The crew set upon the food like a pack of wild animals. Dipping their arms into the green puddles of blood, they sorted out the meat that was too slimy, too fetid, too old. Then they began to build a fire to cook it all down.

“When we first got here,” Hannah said, spearing a chunk of meat on a spit, “they didn’t seem to understand that we needed to eat at all. Then they started giving us food, but we had no way to cook it. We were sick, all of us, for days. I thought we’d die. Until their translator came in and suggested fire.”

“Translator?” I asked. Hannah didn’t seem to hear the eagerness in my voice. She only gave a small nod, hefting the meat over the smoking coals.

“He’s a Xollu, but he’s not like the rest of them. Honestly, we thought they all were nothing more than savages at first. Shouting at us and shoving us around. But then one afternoon he walked in. He held his hands up high, like this”—she lifted up her free palm to show me what she meant—“and he said, as clear as day, ‘Hel-lo.’ I think he’d been listening to us for ages.”

“He’s the one who told you,” I said, watching the flame char our dinner, wrapping it up in blue and orange and black, “all about the Ahadizhi and all of that? And the name of the planet? Aur Evez?”

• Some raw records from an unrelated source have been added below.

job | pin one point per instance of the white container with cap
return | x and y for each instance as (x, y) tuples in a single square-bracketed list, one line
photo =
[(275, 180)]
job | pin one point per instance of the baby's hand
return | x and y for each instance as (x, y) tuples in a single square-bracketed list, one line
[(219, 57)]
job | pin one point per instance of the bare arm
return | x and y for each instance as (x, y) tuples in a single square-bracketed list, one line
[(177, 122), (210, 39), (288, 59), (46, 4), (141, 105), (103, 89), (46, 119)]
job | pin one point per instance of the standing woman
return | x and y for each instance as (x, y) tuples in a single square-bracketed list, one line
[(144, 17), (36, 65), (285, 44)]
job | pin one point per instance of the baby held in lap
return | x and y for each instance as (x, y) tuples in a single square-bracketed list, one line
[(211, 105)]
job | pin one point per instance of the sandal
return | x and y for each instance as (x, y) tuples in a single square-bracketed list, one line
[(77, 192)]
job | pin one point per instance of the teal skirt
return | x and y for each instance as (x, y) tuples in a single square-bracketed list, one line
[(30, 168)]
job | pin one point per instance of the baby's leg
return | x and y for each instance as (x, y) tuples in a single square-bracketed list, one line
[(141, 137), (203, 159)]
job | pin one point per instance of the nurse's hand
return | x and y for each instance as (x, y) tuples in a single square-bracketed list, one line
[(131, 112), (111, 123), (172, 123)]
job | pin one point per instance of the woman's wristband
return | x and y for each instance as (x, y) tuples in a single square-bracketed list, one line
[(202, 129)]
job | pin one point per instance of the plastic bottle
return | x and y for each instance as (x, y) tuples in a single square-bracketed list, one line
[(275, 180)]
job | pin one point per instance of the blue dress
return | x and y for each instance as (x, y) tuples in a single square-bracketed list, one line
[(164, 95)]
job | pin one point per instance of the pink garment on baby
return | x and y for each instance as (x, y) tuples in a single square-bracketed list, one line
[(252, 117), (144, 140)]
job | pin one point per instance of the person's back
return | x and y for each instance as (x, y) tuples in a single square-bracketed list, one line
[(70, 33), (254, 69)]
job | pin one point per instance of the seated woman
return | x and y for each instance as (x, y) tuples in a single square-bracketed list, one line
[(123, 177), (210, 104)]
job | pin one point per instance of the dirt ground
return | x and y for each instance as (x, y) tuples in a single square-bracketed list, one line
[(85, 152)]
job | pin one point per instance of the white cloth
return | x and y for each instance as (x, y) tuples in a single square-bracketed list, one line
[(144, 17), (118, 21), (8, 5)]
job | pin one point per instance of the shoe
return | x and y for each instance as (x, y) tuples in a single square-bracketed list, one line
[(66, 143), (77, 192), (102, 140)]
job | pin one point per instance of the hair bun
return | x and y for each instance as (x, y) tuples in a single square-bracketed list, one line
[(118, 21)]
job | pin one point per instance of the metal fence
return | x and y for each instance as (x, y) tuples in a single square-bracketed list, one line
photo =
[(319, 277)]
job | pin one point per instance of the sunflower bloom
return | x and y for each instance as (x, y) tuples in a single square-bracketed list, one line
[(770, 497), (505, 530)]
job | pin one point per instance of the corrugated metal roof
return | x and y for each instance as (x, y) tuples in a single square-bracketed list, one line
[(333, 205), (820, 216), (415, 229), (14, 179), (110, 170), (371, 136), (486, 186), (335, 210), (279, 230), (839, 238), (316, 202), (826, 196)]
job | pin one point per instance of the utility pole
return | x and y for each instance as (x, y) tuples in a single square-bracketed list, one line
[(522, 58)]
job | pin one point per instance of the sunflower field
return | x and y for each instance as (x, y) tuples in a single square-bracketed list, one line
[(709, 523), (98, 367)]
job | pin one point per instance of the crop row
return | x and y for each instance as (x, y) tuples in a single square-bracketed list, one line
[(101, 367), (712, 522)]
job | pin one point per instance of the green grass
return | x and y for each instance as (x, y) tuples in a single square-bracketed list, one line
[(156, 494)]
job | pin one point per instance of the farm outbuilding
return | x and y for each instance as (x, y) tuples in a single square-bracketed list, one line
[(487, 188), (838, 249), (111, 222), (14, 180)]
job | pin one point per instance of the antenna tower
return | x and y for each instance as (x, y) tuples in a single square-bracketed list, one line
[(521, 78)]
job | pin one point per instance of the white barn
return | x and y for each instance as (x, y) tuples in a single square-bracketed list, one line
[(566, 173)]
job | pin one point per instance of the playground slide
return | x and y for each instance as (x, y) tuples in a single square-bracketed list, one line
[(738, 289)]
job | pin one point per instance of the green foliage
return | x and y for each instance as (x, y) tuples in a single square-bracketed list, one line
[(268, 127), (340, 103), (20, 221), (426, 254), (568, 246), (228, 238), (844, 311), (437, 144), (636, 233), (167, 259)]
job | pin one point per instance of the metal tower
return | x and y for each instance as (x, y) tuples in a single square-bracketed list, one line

“Yeah,” she said. She drew the spit out of the fire, tearing at the burning meat. Once I’d admired Hannah for her poise; she’d been the mannered daughter of two Council members, after all. Now so much of that had fallen way. She was only a person now, dirty, half-starved. She offered me a sliver of meat. I took it, chewed. “He’s almost nice to talk to. All of the Xollu seem curious—you’ll see, later. But he’s
the only one who has a handle on Asheran. He’s friendly. Even if he’s, you know, different.”

I
didn’t
know. Still chewing, I shook my head. Hannah watched me, considering.

“They call him a
lousk
. The others, I mean. At first we thought it was his name.”

“But it’s not?”

“No.” Her lips pursed. “I’m not sure what it means. ‘Outcast,’ maybe. There’s something sad about him. Don’t take this the wrong way, but he almost reminds me of you. He seems to carry his sadness with him, like his heart has been shattered to bits.”

My
heart was in my throat, pounding out a panicked beat. I thought of the boy, and his arms around me, and his fingers cold against my burning skin. I thought of the way I felt when I was dreaming, so happy that I was afraid the forests around me would be burned away by the force of my joy.

“What do you mean, ‘you’ll see, later’?” I asked, eager to change the subject before she heard the labored, frantic movements of my heart. Hannah shrugged her thin shoulders and tore off another strip of meat.

“They come every morning,” she said, “drag us away in groups to study us. I hate it. It makes me feel like an animal in a cage. We need to get out of here, Terra. They’ll never see us as
people
, only as
lab specimens.” She wiped her mouth on the back of her sleeve and looked toward Aleksandra, who still stood over the fire, staring down into it as it burned.

“You know, I never liked her,” she said, cocking her thumb back, “but I’m glad she’s going to get us out of here.”